Question

In a collection of H-atoms, all the electrons jump from n = 5 to ground level finally (directly or indirectly), without emitting any line in Balmer series. The number of possible different radiations is :

• A. 10
• B. 8
• C. 7
• D. 6

Answer 1

Answer: (C)

7

Answer 2

The total number of possible spectral lines emitted when electrons transition from a higher energy level $n_i$ to any lower energy level $n_f$ is given by the formula $\binom{n_i}{2}$. In this problem, electrons start from $n=5$ and can cascade down to $n=1$, involving levels {1, 2, 3, 4, 5}. The total number of possible distinct radiations is $\binom{5}{2} = \frac{5 \times 4}{2} = 10$.

The Balmer series corresponds to transitions where the final energy level is $n_f = 2$. These transitions are:

1. $n_i = 5 \to n_f = 2$
2. $n_i = 4 \to n_f = 2$
3. $n_i = 3 \to n_f = 2$

There are 3 such transitions that produce Balmer lines.
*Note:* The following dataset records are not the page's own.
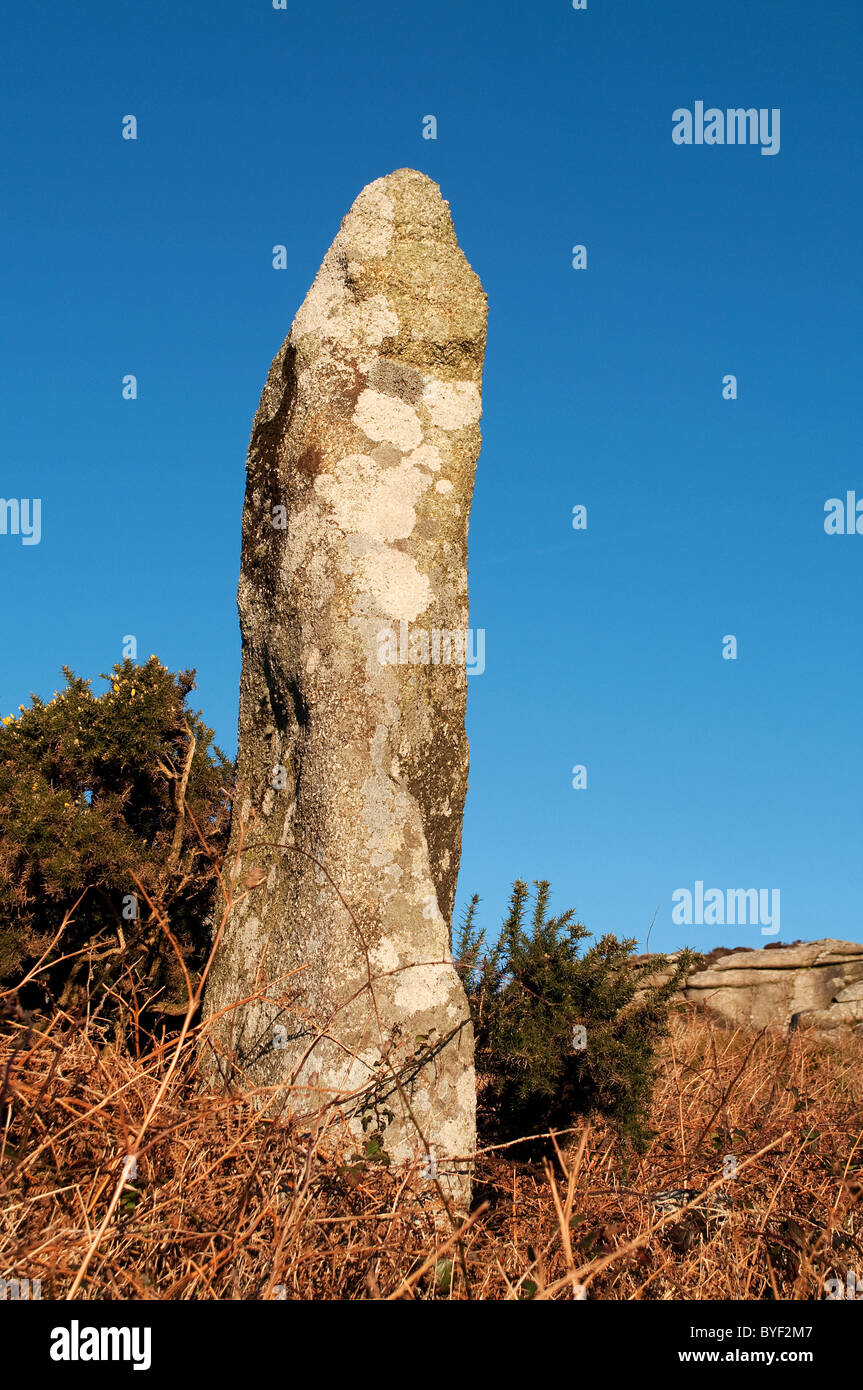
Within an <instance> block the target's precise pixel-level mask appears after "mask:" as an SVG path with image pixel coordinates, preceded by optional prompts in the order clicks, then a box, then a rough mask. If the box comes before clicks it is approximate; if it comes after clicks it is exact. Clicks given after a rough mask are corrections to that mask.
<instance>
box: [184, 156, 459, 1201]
mask: <svg viewBox="0 0 863 1390" xmlns="http://www.w3.org/2000/svg"><path fill="white" fill-rule="evenodd" d="M485 320H486V303H485V295H484V292H482V288H481V285H479V281H478V278H477V275H475V274H474V271H472V270H471V267H470V265H468V263H467V260H466V257H464V254H463V253H461V250H460V247H459V243H457V240H456V234H454V231H453V224H452V218H450V213H449V206H447V203H445V202H443V199H442V197H441V190H439V189H438V186H436V183H432V182H431V179H428V178H427V177H425V175H424V174H418V172H416V171H414V170H399V171H397V172H395V174H389V175H388V177H386V178H381V179H377V181H375V182H374V183H370V185H368V186H367V188H364V189H363V192H361V193H360V196H359V197H357V200H356V202H354V204H353V207H352V208H350V211H349V213H347V215H346V217H345V220H343V222H342V228H340V231H339V234H338V236H336V239H335V242H334V243H332V246H331V247H329V250H328V253H327V256H325V257H324V263H322V265H321V270H320V271H318V275H317V278H315V281H314V284H313V286H311V289H310V291H309V295H307V296H306V300H304V303H303V306H302V307H300V310H299V313H297V316H296V318H295V321H293V327H292V329H290V334H289V336H288V339H286V341H285V343H283V346H282V349H281V350H279V353H278V354H277V357H275V360H274V363H272V367H271V368H270V375H268V378H267V384H265V386H264V393H263V396H261V403H260V407H258V411H257V416H256V418H254V424H253V431H252V443H250V448H249V460H247V485H246V503H245V510H243V555H242V574H240V584H239V612H240V624H242V638H243V664H242V680H240V712H239V762H238V788H239V791H238V799H236V805H235V816H233V828H232V838H231V847H229V852H228V867H231V866H232V865H233V862H235V859H236V855H238V852H239V851H240V848H242V859H240V860H239V881H238V891H239V892H242V899H240V901H239V902H238V905H236V906H235V909H233V910H232V913H231V916H229V920H228V923H227V927H225V931H224V937H222V941H221V945H220V949H218V952H217V958H215V960H214V966H213V977H211V983H210V987H208V994H207V1012H208V1013H210V1015H213V1013H218V1012H220V1011H228V1012H225V1013H222V1016H221V1017H220V1019H217V1020H215V1022H214V1024H213V1026H211V1034H210V1036H211V1038H213V1041H214V1042H215V1045H217V1048H218V1049H220V1052H221V1054H222V1055H221V1069H222V1072H224V1074H228V1073H229V1072H231V1073H232V1074H233V1076H235V1077H236V1079H243V1080H245V1081H246V1083H253V1084H256V1086H261V1087H274V1088H275V1091H274V1094H275V1097H277V1098H279V1099H283V1102H285V1111H290V1112H292V1113H293V1115H295V1116H297V1118H300V1119H302V1116H307V1118H309V1119H310V1122H311V1120H313V1118H314V1116H315V1115H317V1116H318V1119H320V1118H321V1116H325V1115H327V1113H329V1115H331V1116H332V1113H334V1112H335V1113H338V1115H339V1116H347V1118H349V1120H350V1126H352V1129H353V1131H354V1134H363V1133H365V1136H368V1134H370V1133H378V1130H381V1131H382V1143H384V1147H385V1148H386V1151H388V1152H389V1155H391V1158H392V1161H393V1162H402V1163H409V1162H410V1161H413V1159H418V1161H420V1168H421V1169H424V1170H425V1173H427V1175H428V1173H431V1172H434V1170H435V1169H432V1168H431V1165H429V1163H428V1162H427V1159H424V1155H425V1154H427V1152H428V1151H431V1152H432V1155H434V1158H435V1168H436V1172H438V1173H439V1175H441V1176H442V1177H445V1180H446V1183H447V1186H449V1187H450V1194H452V1195H453V1197H454V1198H456V1200H457V1201H460V1202H463V1201H464V1198H466V1194H467V1191H468V1176H467V1175H468V1165H467V1163H466V1162H459V1163H454V1162H447V1159H454V1158H456V1156H460V1158H464V1155H470V1154H471V1152H472V1150H474V1144H475V1130H474V1104H475V1093H474V1066H472V1031H471V1024H470V1013H468V1008H467V1001H466V997H464V991H463V988H461V984H460V981H459V977H457V973H456V970H454V967H453V963H452V955H450V923H452V912H453V897H454V890H456V876H457V870H459V856H460V851H461V815H463V808H464V796H466V791H467V766H468V751H467V738H466V734H464V710H466V695H467V678H466V670H464V657H463V642H464V632H466V630H467V627H468V602H467V525H468V513H470V506H471V495H472V486H474V471H475V463H477V456H478V452H479V414H481V400H479V384H481V374H482V356H484V349H485ZM279 847H289V848H279ZM245 884H250V885H252V887H247V888H246V887H245ZM254 995H256V998H253V999H252V1002H240V1004H239V1006H236V1008H233V1009H232V1006H233V1005H236V1004H238V1001H247V999H250V997H254ZM288 1087H290V1090H288ZM265 1094H270V1093H265ZM336 1101H338V1102H339V1104H338V1106H335V1109H334V1102H336ZM363 1120H365V1126H367V1129H365V1130H363ZM317 1122H318V1120H314V1123H317Z"/></svg>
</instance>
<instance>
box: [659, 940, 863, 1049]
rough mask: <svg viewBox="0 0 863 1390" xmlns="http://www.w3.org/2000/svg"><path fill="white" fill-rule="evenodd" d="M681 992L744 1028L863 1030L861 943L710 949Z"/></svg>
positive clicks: (841, 941)
mask: <svg viewBox="0 0 863 1390" xmlns="http://www.w3.org/2000/svg"><path fill="white" fill-rule="evenodd" d="M682 997H684V998H685V999H688V1001H689V1002H692V1004H696V1005H699V1006H702V1008H705V1009H707V1011H709V1012H712V1013H716V1015H718V1016H720V1017H723V1019H727V1020H728V1022H730V1023H734V1024H743V1026H746V1027H817V1029H837V1027H852V1029H855V1030H856V1029H863V945H857V944H856V942H853V941H835V940H832V938H825V940H823V941H799V942H795V944H794V945H787V947H785V945H769V947H764V948H763V949H760V951H741V949H737V951H730V952H727V954H721V955H720V954H718V952H714V954H713V955H712V956H710V958H709V959H707V969H706V970H698V972H695V973H693V974H691V976H689V979H688V981H687V988H685V991H684V995H682Z"/></svg>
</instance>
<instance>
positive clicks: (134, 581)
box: [0, 0, 863, 949]
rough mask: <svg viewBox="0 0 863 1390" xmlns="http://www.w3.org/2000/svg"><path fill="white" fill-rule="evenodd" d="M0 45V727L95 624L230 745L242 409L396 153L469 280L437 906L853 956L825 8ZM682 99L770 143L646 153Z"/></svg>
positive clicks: (246, 418) (691, 7)
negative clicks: (744, 145)
mask: <svg viewBox="0 0 863 1390" xmlns="http://www.w3.org/2000/svg"><path fill="white" fill-rule="evenodd" d="M3 31H4V33H3V38H4V44H3V47H4V56H3V68H4V92H3V95H1V96H0V108H1V122H3V124H1V142H0V152H1V153H0V158H1V164H3V182H1V186H3V213H1V224H0V225H1V234H0V235H1V238H3V253H1V256H0V293H1V303H3V314H1V324H0V460H1V467H0V495H3V496H6V498H10V496H17V498H21V496H26V498H33V496H39V498H42V505H43V521H42V525H43V537H42V542H40V543H39V545H38V546H24V545H22V543H21V542H19V539H18V538H14V537H8V535H6V537H0V585H1V589H0V592H1V596H3V602H1V605H0V641H1V648H0V651H1V662H0V705H3V710H0V713H8V712H14V710H17V706H18V703H19V702H21V701H25V699H26V698H28V694H29V691H36V692H38V694H40V695H42V696H43V698H49V696H50V695H51V694H53V691H54V689H56V688H57V687H58V684H60V682H61V677H60V667H61V664H63V663H68V664H71V666H72V667H74V669H75V670H76V673H78V674H82V676H88V677H96V676H97V673H99V671H104V670H107V669H110V666H111V664H113V663H114V662H115V660H118V659H120V657H121V645H122V638H124V635H125V634H129V632H131V634H135V635H136V638H138V644H139V656H140V657H142V659H143V660H146V657H147V656H149V655H150V652H154V653H156V655H157V656H158V657H160V659H161V660H163V662H165V664H168V666H170V667H172V669H178V667H185V666H195V667H197V673H199V674H197V692H196V695H195V696H193V698H195V699H196V703H197V705H199V706H200V708H202V709H203V713H204V717H206V719H207V721H208V723H210V724H213V726H214V727H215V731H217V738H218V741H220V742H221V745H222V746H224V748H225V751H227V752H228V753H231V755H233V752H235V749H236V705H238V680H239V659H240V646H239V627H238V619H236V607H235V595H236V581H238V571H239V542H240V509H242V498H243V485H245V456H246V448H247V442H249V432H250V425H252V417H253V414H254V410H256V407H257V400H258V396H260V391H261V386H263V384H264V378H265V374H267V370H268V367H270V361H271V359H272V356H274V354H275V352H277V350H278V347H279V345H281V342H282V339H283V338H285V335H286V334H288V329H289V327H290V321H292V318H293V314H295V313H296V309H297V307H299V304H300V302H302V299H303V296H304V293H306V291H307V288H309V285H310V282H311V279H313V278H314V274H315V271H317V268H318V265H320V263H321V259H322V256H324V253H325V250H327V247H328V246H329V243H331V240H332V238H334V236H335V234H336V231H338V227H339V221H340V218H342V217H343V214H345V213H346V211H347V208H349V206H350V203H352V202H353V199H354V197H356V195H357V193H359V192H360V189H361V188H363V186H364V185H365V183H368V182H370V181H371V179H374V178H378V177H379V175H382V174H386V172H389V171H392V170H395V168H400V167H404V165H410V167H414V168H420V170H422V171H425V172H427V174H429V175H431V177H432V178H434V179H436V181H438V182H439V183H441V188H442V190H443V196H445V197H447V199H449V202H450V207H452V213H453V218H454V224H456V231H457V235H459V239H460V242H461V246H463V247H464V252H466V254H467V257H468V260H470V261H471V264H472V267H474V268H475V270H477V272H478V274H479V277H481V279H482V284H484V286H485V289H486V292H488V297H489V338H488V353H486V367H485V385H484V421H482V432H484V446H482V455H481V459H479V466H478V474H477V491H475V498H474V510H472V517H471V532H470V573H471V621H472V626H474V627H484V628H485V631H486V669H485V673H484V674H482V676H478V677H474V678H471V680H470V687H468V734H470V739H471V784H470V794H468V803H467V813H466V823H464V853H463V865H461V877H460V892H459V901H460V905H463V903H464V902H466V899H467V898H468V897H470V894H471V892H474V891H475V892H479V894H481V897H482V899H484V902H482V913H481V916H482V922H484V923H486V924H488V927H489V930H491V931H492V933H493V931H495V930H496V926H498V923H499V920H500V916H502V913H503V910H504V906H506V899H507V895H509V885H510V884H511V880H513V878H514V877H524V878H528V880H529V878H549V880H550V881H552V890H553V906H554V908H557V909H564V908H570V906H573V908H575V910H577V913H578V915H580V917H581V920H584V922H585V923H586V926H588V927H589V929H591V930H592V931H593V933H602V931H614V933H617V934H618V935H634V937H638V938H639V940H641V941H642V944H643V940H645V935H646V930H648V926H649V923H650V919H652V917H653V913H655V912H656V913H657V915H656V926H655V929H653V934H652V938H650V945H652V948H660V949H670V948H673V947H675V945H682V944H684V942H688V944H692V945H695V947H699V948H700V947H703V948H710V947H713V945H717V944H728V945H762V944H763V942H764V940H775V937H770V938H764V937H762V934H760V929H759V927H757V926H755V927H739V926H738V927H724V929H721V927H705V926H702V927H698V926H693V927H678V926H674V924H673V922H671V894H673V892H674V890H675V888H681V887H689V888H692V885H693V884H695V881H696V880H702V881H703V883H705V885H706V887H718V888H723V890H725V888H749V887H756V888H778V890H780V891H781V937H780V940H785V941H788V940H794V938H798V937H802V938H814V937H821V935H835V937H845V938H850V940H857V941H860V940H863V922H862V920H860V913H862V908H860V903H862V901H863V855H862V844H863V834H862V831H863V824H862V820H863V817H862V809H860V808H862V795H860V785H862V784H860V776H862V733H863V701H862V684H863V680H862V678H863V642H862V623H860V617H862V602H863V587H862V574H863V535H855V537H848V535H846V537H828V535H825V532H824V503H825V500H827V499H828V498H832V496H842V495H844V493H845V491H846V489H856V491H857V493H859V495H860V498H863V464H862V461H860V460H862V453H860V443H862V439H860V435H862V420H860V409H859V402H860V366H862V364H860V321H862V318H863V304H862V284H860V245H862V235H860V234H862V228H860V203H862V199H860V131H862V128H863V85H862V82H860V54H862V53H863V43H862V40H863V10H862V7H860V4H859V0H835V3H831V4H813V3H807V0H784V3H782V0H725V3H723V4H721V6H706V4H699V3H693V0H652V3H645V0H621V3H611V0H589V4H588V10H586V11H574V10H573V7H571V0H539V3H536V4H527V3H523V0H518V3H516V0H499V3H489V0H474V3H470V0H438V3H435V4H434V6H428V4H409V3H406V0H368V3H365V4H356V3H345V0H338V3H334V0H288V8H286V10H283V11H278V10H274V8H272V0H233V3H228V0H208V3H206V4H204V3H200V0H197V3H195V0H139V3H135V4H132V3H128V0H110V3H103V0H97V3H93V0H90V3H82V4H75V6H71V4H65V6H64V4H51V6H42V4H32V6H21V4H19V6H15V7H10V8H7V13H6V17H4V22H3ZM696 100H705V103H706V104H707V106H717V107H721V108H725V107H737V106H743V107H750V106H753V107H759V108H760V107H767V108H773V107H778V108H780V110H781V149H780V153H778V154H777V156H774V157H766V156H762V154H760V152H759V149H757V147H734V146H724V147H718V146H717V147H695V146H693V147H681V146H675V145H674V143H673V140H671V113H673V111H674V110H675V108H677V107H689V108H692V106H693V103H695V101H696ZM126 114H135V115H136V118H138V122H139V139H138V140H136V142H128V140H124V139H122V138H121V122H122V117H124V115H126ZM428 114H434V115H435V117H436V121H438V139H436V140H425V139H422V117H425V115H428ZM275 243H283V245H285V246H286V247H288V268H286V270H283V271H275V270H274V268H272V246H274V245H275ZM575 243H585V245H586V247H588V268H586V270H585V271H575V270H573V267H571V247H573V245H575ZM126 373H133V374H135V375H136V377H138V379H139V399H138V400H135V402H124V400H122V398H121V381H122V377H124V375H125V374H126ZM728 373H734V374H735V375H737V377H738V382H739V388H738V389H739V396H738V399H737V400H723V389H721V386H723V377H724V375H725V374H728ZM577 503H582V505H585V506H586V507H588V530H586V531H584V532H575V531H574V530H573V527H571V513H573V506H575V505H577ZM725 634H734V635H735V637H737V638H738V644H739V655H738V660H735V662H734V660H723V656H721V649H723V637H724V635H725ZM94 685H96V688H97V689H101V688H103V687H101V685H100V682H97V681H96V682H94ZM577 763H582V765H585V766H586V769H588V787H586V790H582V791H575V790H574V788H573V785H571V769H573V766H574V765H577Z"/></svg>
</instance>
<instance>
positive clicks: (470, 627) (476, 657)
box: [378, 619, 485, 676]
mask: <svg viewBox="0 0 863 1390" xmlns="http://www.w3.org/2000/svg"><path fill="white" fill-rule="evenodd" d="M378 662H379V663H381V666H464V669H466V670H467V674H468V676H482V671H484V670H485V628H484V627H478V628H472V627H464V628H447V627H432V628H431V631H428V630H427V628H424V627H411V626H410V624H409V623H407V621H406V620H404V619H402V621H400V623H399V631H397V632H396V631H395V628H392V627H385V628H382V630H381V631H379V632H378Z"/></svg>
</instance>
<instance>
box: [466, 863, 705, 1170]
mask: <svg viewBox="0 0 863 1390" xmlns="http://www.w3.org/2000/svg"><path fill="white" fill-rule="evenodd" d="M477 905H478V898H474V899H472V902H471V903H470V906H468V909H467V912H466V915H464V920H463V923H461V927H460V931H459V933H457V935H456V942H454V956H456V962H457V969H459V973H460V976H461V980H463V983H464V987H466V991H467V997H468V1001H470V1006H471V1016H472V1022H474V1034H475V1045H477V1072H478V1074H479V1083H481V1084H479V1119H481V1122H484V1125H485V1129H486V1130H489V1131H491V1133H492V1134H493V1136H495V1137H499V1138H516V1137H520V1136H524V1134H538V1133H545V1131H548V1130H549V1129H556V1130H560V1129H567V1127H568V1126H571V1125H573V1123H574V1120H575V1119H577V1118H578V1116H584V1115H589V1113H592V1112H598V1113H600V1115H603V1116H606V1118H607V1119H611V1120H613V1122H614V1123H616V1125H617V1127H618V1130H620V1131H621V1133H623V1134H624V1136H625V1138H627V1140H630V1143H631V1144H632V1145H634V1147H635V1148H636V1150H638V1151H643V1150H645V1148H646V1145H648V1143H649V1140H650V1137H652V1136H650V1130H649V1126H648V1111H649V1105H650V1097H652V1088H653V1058H655V1051H656V1045H657V1042H659V1040H660V1037H661V1036H663V1033H664V1031H666V1027H667V1015H668V1004H670V999H671V995H673V994H674V992H675V991H677V990H678V988H680V987H681V986H682V983H684V979H685V976H687V973H688V970H689V969H691V967H692V965H693V963H695V960H696V958H695V956H693V954H692V952H689V951H685V952H681V955H680V956H678V958H677V960H675V962H674V966H673V967H670V966H668V960H667V959H666V958H664V956H653V958H652V959H650V960H649V962H642V963H634V962H632V959H631V958H632V951H634V948H635V940H634V938H632V940H621V941H618V940H617V938H616V937H614V935H603V937H602V938H600V940H599V941H596V942H595V944H593V945H592V947H589V948H588V949H585V951H584V952H582V951H581V947H582V942H584V941H585V938H588V937H589V933H588V930H586V927H585V926H582V924H581V923H580V922H575V916H574V912H573V910H568V912H564V913H561V915H560V916H557V917H554V916H549V915H548V906H549V884H548V883H535V884H534V892H532V902H531V892H529V890H528V887H527V884H525V883H521V881H517V883H516V884H514V887H513V895H511V899H510V909H509V913H507V917H506V922H504V923H503V930H502V934H500V940H499V941H498V944H496V945H495V947H493V948H492V949H491V951H488V952H485V954H484V947H485V933H484V931H481V930H479V929H478V927H477V920H475V915H477ZM663 969H671V973H670V977H668V979H667V980H666V981H663V983H659V984H657V983H653V984H652V983H650V977H652V976H656V974H657V972H659V970H663Z"/></svg>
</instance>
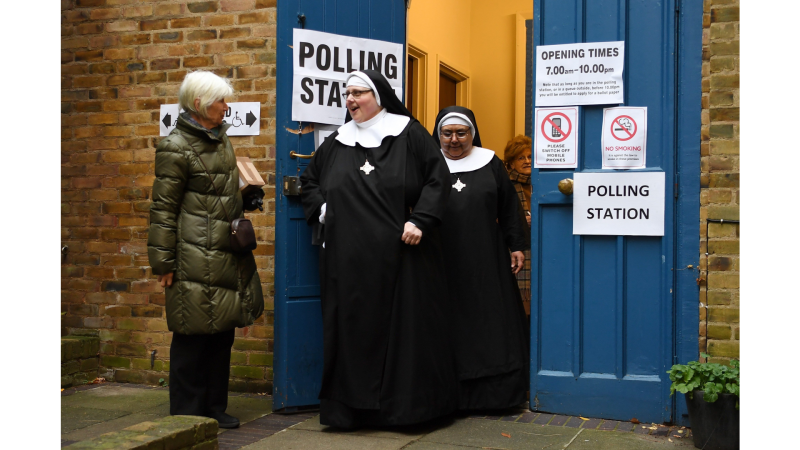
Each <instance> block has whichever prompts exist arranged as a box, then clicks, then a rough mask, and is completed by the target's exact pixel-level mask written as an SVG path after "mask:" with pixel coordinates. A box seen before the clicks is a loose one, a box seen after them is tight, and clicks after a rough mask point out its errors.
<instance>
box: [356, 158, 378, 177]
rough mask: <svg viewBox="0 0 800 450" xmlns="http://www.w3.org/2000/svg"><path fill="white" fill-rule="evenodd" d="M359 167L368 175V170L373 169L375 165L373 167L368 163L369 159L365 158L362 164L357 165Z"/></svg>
mask: <svg viewBox="0 0 800 450" xmlns="http://www.w3.org/2000/svg"><path fill="white" fill-rule="evenodd" d="M359 169H360V170H363V171H364V173H365V174H367V175H369V173H370V172H372V171H373V170H375V167H373V166H372V164H370V163H369V160H368V159H367V160H364V165H363V166H361V167H359Z"/></svg>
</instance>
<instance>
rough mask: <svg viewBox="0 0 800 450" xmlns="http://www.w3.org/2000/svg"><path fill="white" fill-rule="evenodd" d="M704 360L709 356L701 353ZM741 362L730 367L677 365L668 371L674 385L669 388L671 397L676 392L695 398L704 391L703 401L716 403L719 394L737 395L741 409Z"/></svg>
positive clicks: (738, 408) (690, 397)
mask: <svg viewBox="0 0 800 450" xmlns="http://www.w3.org/2000/svg"><path fill="white" fill-rule="evenodd" d="M700 356H702V357H703V358H709V355H707V354H705V353H701V354H700ZM739 366H740V362H739V360H738V359H734V360H733V361H731V365H730V366H725V365H722V364H716V363H701V362H699V361H691V362H689V363H688V364H686V365H682V364H675V365H673V366H672V368H671V369H670V370H668V371H667V373H668V374H669V379H670V380H672V385H671V386H670V387H669V393H670V395H672V394H674V393H675V392H676V391H677V392H680V393H682V394H688V395H689V398H693V395H694V391H703V400H705V401H706V402H709V403H714V402H715V401H717V399H718V398H719V394H734V395H736V398H737V400H736V409H739V399H740V398H741V396H740V395H739V391H740V385H741V377H740V368H739Z"/></svg>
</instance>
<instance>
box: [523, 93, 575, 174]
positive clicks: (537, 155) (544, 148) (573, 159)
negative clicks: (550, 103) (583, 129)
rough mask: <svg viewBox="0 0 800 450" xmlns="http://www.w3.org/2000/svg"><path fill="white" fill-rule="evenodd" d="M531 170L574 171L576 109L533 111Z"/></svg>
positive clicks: (540, 110)
mask: <svg viewBox="0 0 800 450" xmlns="http://www.w3.org/2000/svg"><path fill="white" fill-rule="evenodd" d="M535 115H536V119H535V121H534V125H535V126H536V134H535V135H534V142H533V167H537V168H538V167H541V168H547V169H570V168H575V167H578V107H577V106H572V107H569V108H536V109H535Z"/></svg>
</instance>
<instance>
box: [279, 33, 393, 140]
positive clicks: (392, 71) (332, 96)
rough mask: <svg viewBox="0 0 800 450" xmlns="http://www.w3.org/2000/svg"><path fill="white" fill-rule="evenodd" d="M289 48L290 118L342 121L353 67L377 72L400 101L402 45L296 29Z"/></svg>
mask: <svg viewBox="0 0 800 450" xmlns="http://www.w3.org/2000/svg"><path fill="white" fill-rule="evenodd" d="M292 48H293V49H294V51H293V56H292V59H293V69H294V78H293V80H292V120H295V121H302V122H317V123H327V124H331V125H342V124H344V117H345V113H346V110H345V99H344V96H343V95H342V93H343V92H344V91H345V82H346V81H347V77H348V74H349V73H350V72H352V71H354V70H361V69H369V70H376V71H378V72H380V73H381V74H383V76H385V77H386V79H387V80H388V81H389V85H390V86H391V87H392V89H394V92H395V95H397V98H399V99H400V100H402V96H403V70H404V69H403V62H404V60H405V56H404V53H403V45H402V44H395V43H392V42H386V41H378V40H374V39H361V38H354V37H350V36H342V35H338V34H331V33H322V32H319V31H312V30H303V29H299V28H295V29H294V38H293V46H292Z"/></svg>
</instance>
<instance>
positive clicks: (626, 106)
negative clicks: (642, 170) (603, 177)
mask: <svg viewBox="0 0 800 450" xmlns="http://www.w3.org/2000/svg"><path fill="white" fill-rule="evenodd" d="M600 145H601V146H602V148H603V169H644V168H645V167H646V163H647V107H646V106H640V107H627V106H623V107H619V108H604V109H603V136H602V141H601V142H600Z"/></svg>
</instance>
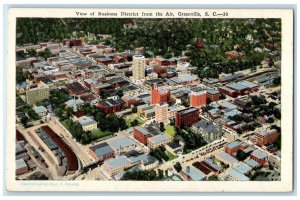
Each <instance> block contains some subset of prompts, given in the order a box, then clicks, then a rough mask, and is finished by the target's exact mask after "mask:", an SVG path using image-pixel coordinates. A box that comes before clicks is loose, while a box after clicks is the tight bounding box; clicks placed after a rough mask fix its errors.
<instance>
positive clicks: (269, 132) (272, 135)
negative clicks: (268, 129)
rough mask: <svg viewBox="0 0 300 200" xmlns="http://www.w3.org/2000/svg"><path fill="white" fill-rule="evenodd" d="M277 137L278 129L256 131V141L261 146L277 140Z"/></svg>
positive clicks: (255, 141)
mask: <svg viewBox="0 0 300 200" xmlns="http://www.w3.org/2000/svg"><path fill="white" fill-rule="evenodd" d="M277 138H278V133H277V130H276V129H272V130H262V131H259V132H257V133H255V142H256V143H257V144H258V145H261V146H262V145H266V144H269V143H272V142H275V141H276V139H277Z"/></svg>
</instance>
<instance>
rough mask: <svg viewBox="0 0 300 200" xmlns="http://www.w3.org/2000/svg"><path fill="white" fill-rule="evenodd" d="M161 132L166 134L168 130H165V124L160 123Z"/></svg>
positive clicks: (159, 128) (159, 126)
mask: <svg viewBox="0 0 300 200" xmlns="http://www.w3.org/2000/svg"><path fill="white" fill-rule="evenodd" d="M159 130H160V131H161V132H164V131H165V130H166V129H165V125H164V123H163V122H160V123H159Z"/></svg>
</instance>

The problem states that no line in the Balmer series is emitted, which means these 3 transitions are forbidden.

Therefore, the number of possible different radiations is the total number of possible transitions minus the number of forbidden (Balmer) transitions: Number of allowed radiations = (Total possible radiations) - (Number of Balmer radiations) Number of allowed radiations = $10 - 3 = 7$.